Las familias se dividen entre los que están judicializándola y los que ya decidieron no confiar en ella, entre los que están preocupados y los que ya están determinados. No quiero caer en los tópicos de que hay mucha fiscalización de las actuaciones escolares y mucha relajación con otros espacios/personas/tiempos en los que delegan la responsabilidad del cuidado de los hijos o hijas. Pero tampoco puedo entender tanta desconfianza, excepto porque mucha de ella está siendo provocada desde dentro. Las críticas, las reivindicaciones o la desacertada elección del momento para reclamar, no favorecen la imagen que la sociedad se está forjando sobre la situación. Hay padres que están pensando que mandan los hijos para un Chernobil desolado, desasistido y arrasado.
Nos estamos jugando mucho más de lo que parece. De este punto de inflexión la escuela pública puede salir fortalecida o herida mortalmente. Depende de todos, fundamentalmente de docentes y familias.

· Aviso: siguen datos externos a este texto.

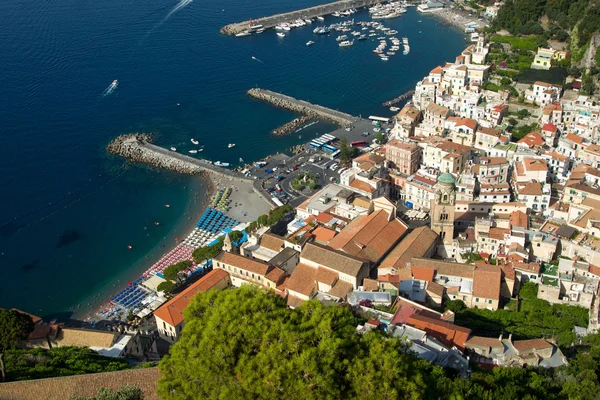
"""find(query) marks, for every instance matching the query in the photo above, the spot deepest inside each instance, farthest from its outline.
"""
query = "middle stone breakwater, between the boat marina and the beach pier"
(302, 107)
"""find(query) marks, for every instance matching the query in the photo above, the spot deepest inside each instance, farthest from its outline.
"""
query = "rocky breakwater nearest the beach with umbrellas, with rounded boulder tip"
(138, 148)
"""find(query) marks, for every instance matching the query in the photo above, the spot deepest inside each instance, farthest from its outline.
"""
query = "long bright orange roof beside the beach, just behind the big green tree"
(172, 311)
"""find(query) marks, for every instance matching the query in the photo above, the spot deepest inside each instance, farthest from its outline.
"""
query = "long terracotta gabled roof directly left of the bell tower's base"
(415, 244)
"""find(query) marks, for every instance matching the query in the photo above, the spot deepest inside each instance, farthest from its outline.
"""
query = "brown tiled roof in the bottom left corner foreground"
(78, 386)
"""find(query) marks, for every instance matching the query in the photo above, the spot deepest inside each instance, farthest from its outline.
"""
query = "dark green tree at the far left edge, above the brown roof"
(14, 328)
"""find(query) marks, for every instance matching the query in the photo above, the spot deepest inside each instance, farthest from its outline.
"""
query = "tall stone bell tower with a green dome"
(442, 208)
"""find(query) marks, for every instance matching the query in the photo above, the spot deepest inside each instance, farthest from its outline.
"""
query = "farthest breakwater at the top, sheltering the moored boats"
(311, 12)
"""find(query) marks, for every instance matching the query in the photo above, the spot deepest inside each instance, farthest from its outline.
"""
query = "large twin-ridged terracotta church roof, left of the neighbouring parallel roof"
(371, 236)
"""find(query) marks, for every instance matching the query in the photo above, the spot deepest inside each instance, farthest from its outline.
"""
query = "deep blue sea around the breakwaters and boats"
(68, 210)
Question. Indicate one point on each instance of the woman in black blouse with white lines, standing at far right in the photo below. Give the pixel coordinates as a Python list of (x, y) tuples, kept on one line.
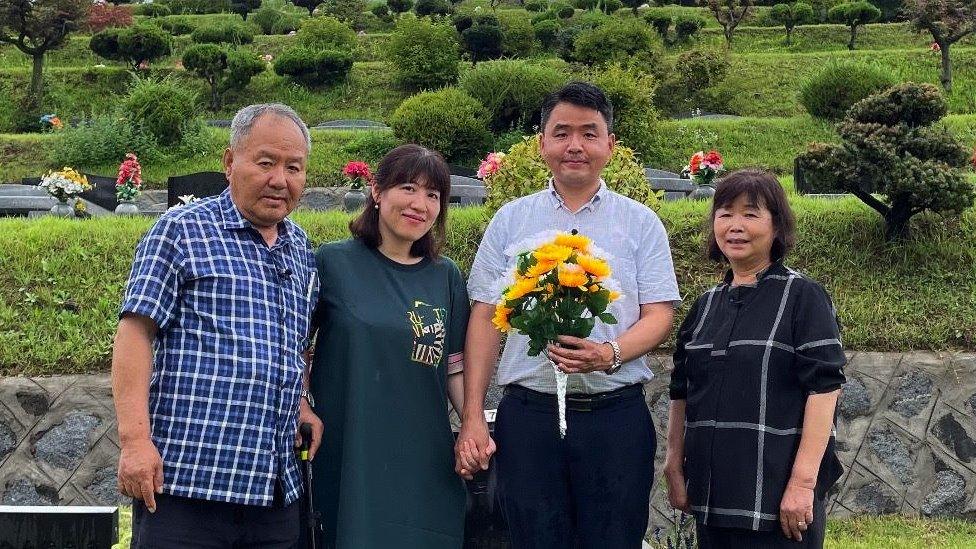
[(757, 371)]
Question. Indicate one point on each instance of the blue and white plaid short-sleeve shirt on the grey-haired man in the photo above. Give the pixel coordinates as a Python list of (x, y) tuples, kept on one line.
[(233, 317)]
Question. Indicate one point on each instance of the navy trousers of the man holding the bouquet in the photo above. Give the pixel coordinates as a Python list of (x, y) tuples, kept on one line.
[(589, 490)]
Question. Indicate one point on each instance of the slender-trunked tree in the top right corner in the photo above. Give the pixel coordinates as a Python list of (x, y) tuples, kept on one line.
[(948, 21)]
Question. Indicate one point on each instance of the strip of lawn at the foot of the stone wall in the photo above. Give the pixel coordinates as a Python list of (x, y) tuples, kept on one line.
[(858, 533)]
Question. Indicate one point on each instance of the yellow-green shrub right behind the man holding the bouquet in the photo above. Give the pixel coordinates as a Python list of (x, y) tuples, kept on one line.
[(523, 172)]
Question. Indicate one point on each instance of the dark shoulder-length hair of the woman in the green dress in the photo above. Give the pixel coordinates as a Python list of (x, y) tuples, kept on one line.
[(407, 164)]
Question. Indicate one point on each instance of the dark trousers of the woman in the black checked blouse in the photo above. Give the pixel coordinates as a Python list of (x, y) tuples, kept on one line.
[(714, 537)]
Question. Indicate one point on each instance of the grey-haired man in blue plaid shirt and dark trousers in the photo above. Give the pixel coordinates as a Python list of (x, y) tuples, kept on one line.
[(207, 369)]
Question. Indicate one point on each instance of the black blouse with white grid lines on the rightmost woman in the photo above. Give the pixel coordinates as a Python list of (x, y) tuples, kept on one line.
[(746, 359)]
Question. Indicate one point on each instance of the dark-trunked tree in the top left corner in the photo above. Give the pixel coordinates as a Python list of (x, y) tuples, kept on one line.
[(38, 26)]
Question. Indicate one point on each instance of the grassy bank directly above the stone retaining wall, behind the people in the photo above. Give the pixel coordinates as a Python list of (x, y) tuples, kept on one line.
[(62, 279)]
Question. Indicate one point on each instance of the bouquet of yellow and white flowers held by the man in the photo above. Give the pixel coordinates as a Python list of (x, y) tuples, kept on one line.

Los maestros deberíamos entender que incorporar unas rutinas, cambiar otras o la distribución espacial/temporal no puede hacernos olvidar el nucleo de nuestra labor: acoger al alumnado, acariciarlo con palabras, curar las heridas del confinamiento, enseñarlos a vivir en un nuevo escenario, mostrarle aquello que les pueda ser verdaderamente útil en las próximas crisis que ya profetizan. Ayudarlos a ser personas, ciudadanos, individuos, miembros de una sociedad. Y cómo no, abordar contenidos que les ayuden a entender el mundo y lo que en él sucede. Todo eso, evitando que los niños y las niñas piensen que su libertad está mermada. He aquí la piedra de toque, el verdadero reto: hacerlos libres aún con todas la limitaciones que se están imponiendo.
Las familias, deberían dejar a los profesionales educativos hacer su trabajo. Confiar en que nadie tiene ganas de contagiarse. Y sobre todo, deben demandar de los docentes que cumplan con su función educativa en el más extenso sentido. En lugar de consumir o participar en tertulias apocalípticas deberían conversar con los hijos y enseñarles a ser vecinos, compañeros, familiares y habitantes de un mundo complejo.
No creo que sea mucho pedir que la familia y la escuela sigan siendo los dos primeros agentes educativos. Más en los tiempos que corren.